Foie gras isn’t forever
In 2004, California enacted a law I wrote that gave the foie gras industry until July 2012 to find an alternative to force-feeding ducks. That deadline is fast approaching.
Foie gras, French for “fatty liver,” is produced from the diseased and grossly enlarged liver of a duck or goose that has been force-fed grain. Multiple times each day for several weeks before slaughter, a pipe is shoved down the birds’ throats and they’re pumped full of mash, causing their livers to swell to more than 10 times normal size. The resulting fatty liver is served in fewer than 1% of California’s restaurants. Most people would find it hard to stomach eating any part of a diseased animal, but in the case of foie gras, it’s the diseased organ itself on which consumers dine.
In drafting my bill, I worked with California’s only foie gras producer — Guillermo Gonzalez with Sonoma Foie Gras — to give the industry time to find an alternative to force-feeding. In turn, Gonzalez urged Gov. Arnold Schwarzenegger’s signature on the bill. At the time he wrote: “I have the moral stature to accept that if within the seven-and-a-half years established by S.B. 1520, science and government don’t arrive to the conclusion that the methods used in our foie gras production are acceptable ... I will be ready to quit.”
Unfortunately, producers have not used those years to develop an alternative production method and instead continue to use the same cruel force-feeding, which means that the wait is over and, come July, the production and sale of foie gras from force-fed animals will be prohibited.
At least I hope they will be.
A group representing the country’s handful of foie gras farmers, including Gonzalez, has launched a petition drive to repeal SB 1520 in advance of the ban’s taking effect. And I just learned that a pro-foie gras group has retained not one but two powerful lobbying firms in Sacramento to seek repeal of the law. One of these firms is the same one that represented Gonzalez in 2004 when he urged enactment of the bill. What happened to “moral stature”?
During the last seven years, awareness of the cruelty of force-feeding has grown. More than 100 California restaurants have voluntarily dropped foie gras from their menus ahead of the ban, and the city councils of Los Angeles, San Diego and San Francisco have passed resolutions commending them for doing so and calling on others to join them.
Wolfgang Puck recently sent a letter to his fellow restaurateurs in the state urging them to join him in supporting the law.
And retailers including Safeway, Costco, Target and Whole Foods Market now refuse to carry foie gras.

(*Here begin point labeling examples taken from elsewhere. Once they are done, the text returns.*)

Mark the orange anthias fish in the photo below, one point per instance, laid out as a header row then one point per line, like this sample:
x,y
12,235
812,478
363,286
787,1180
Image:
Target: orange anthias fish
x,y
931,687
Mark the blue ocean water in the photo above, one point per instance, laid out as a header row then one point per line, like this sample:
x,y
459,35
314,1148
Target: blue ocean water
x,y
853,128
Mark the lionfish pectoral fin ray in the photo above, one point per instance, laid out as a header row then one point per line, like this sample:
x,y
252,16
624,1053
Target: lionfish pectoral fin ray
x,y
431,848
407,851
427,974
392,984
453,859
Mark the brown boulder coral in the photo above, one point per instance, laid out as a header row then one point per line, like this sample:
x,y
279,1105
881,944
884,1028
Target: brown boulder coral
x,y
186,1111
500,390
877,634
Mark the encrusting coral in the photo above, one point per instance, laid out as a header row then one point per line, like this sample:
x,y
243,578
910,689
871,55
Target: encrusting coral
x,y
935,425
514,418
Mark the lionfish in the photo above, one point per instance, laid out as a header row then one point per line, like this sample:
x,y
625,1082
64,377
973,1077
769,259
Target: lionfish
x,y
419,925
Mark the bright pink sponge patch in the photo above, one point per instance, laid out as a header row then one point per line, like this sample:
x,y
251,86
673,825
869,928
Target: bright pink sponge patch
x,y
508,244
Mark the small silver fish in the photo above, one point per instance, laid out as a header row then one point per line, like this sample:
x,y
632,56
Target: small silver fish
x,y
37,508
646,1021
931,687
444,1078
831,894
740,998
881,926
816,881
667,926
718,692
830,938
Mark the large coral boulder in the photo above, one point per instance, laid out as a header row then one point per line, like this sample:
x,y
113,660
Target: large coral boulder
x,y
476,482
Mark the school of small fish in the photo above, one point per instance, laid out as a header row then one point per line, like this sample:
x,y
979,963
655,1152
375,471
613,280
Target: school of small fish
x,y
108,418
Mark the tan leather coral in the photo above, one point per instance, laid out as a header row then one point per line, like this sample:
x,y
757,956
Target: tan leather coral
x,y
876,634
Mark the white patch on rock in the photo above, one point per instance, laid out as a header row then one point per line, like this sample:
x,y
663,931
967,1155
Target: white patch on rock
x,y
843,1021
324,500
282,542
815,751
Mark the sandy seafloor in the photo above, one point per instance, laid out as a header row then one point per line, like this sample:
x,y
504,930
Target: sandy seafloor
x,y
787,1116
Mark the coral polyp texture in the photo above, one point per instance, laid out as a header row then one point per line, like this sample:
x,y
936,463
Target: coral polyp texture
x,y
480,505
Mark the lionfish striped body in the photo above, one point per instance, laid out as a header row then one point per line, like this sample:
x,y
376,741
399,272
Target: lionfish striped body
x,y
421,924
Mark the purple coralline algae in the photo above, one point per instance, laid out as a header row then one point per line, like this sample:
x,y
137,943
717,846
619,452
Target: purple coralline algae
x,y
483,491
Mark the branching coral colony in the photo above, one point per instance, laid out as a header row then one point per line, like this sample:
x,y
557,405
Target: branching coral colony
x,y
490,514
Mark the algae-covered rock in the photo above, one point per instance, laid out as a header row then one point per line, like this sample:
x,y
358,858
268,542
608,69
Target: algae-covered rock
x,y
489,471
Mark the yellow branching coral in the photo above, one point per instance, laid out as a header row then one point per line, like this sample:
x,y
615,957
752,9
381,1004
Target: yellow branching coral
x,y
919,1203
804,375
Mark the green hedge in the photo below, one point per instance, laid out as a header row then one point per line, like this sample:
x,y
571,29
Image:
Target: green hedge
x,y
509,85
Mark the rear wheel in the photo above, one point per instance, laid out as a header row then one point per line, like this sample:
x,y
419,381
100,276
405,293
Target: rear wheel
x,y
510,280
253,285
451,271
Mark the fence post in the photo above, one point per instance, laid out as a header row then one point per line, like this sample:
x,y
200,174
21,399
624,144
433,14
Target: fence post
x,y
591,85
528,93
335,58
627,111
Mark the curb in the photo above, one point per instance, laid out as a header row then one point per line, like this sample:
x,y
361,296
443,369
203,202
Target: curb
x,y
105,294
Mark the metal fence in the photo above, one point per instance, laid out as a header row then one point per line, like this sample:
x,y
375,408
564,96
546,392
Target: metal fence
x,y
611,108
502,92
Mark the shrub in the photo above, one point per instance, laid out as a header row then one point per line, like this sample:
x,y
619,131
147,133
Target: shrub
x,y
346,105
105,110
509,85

These principled actions are in sharp contrast to the handful of restaurants throughout the state that have recently held foie gras feasts in an attempt to rally support for overturning the ban.
It is common sense that birds don’t want to be force-fed several times a day. They don’t want to take in vastly more food than they would otherwise. Not surprisingly, the force-feeding is harmful. The European Union’s Scientific Veterinary Committee reviewed the science on the issue and found that mortality rates for force-fed ducks and geese are 10 to 20 times normal. This finding has led 11 EU countries to ban force-feeding.
And Israel, once the fourth-largest producer of foie gras, has ended the practice in the wake of a ruling by the Israeli Supreme Court that force-feeding violates the country’s animal cruelty laws.
The National Advertising Division of the Better Business Bureau also considered the topic and ruled that claims made by D’Artagnan, the largest U.S. distributor of foie gras, were deceptive and misleading. The prestigious Pew Commission on Industrial Farm Animal Production — chaired by former Kansas Gov. John Carlin and including, among others, former U.S. Secretary of Agriculture Dan Glickman and Dr. Michael Blackwell, former dean of the University of Tennessee’s College of Veterinary Medicine — has also called for an end to force-feeding ducks and geese to make foie gras.
The time has come for this humane and common-sense law to finally take effect. Many years have passed since the Legislature discussed this important issue. We don’t need to re-debate the cruelty of force-feeding. For the sake of animals and the Californians who care about them, we should simply celebrate that the 7 1/2 years of waiting is almost over.
John Burton is the chairman of the California Democratic Party and wrote Senate Bill 1520 while he served as president pro tem of the state Senate in 2004.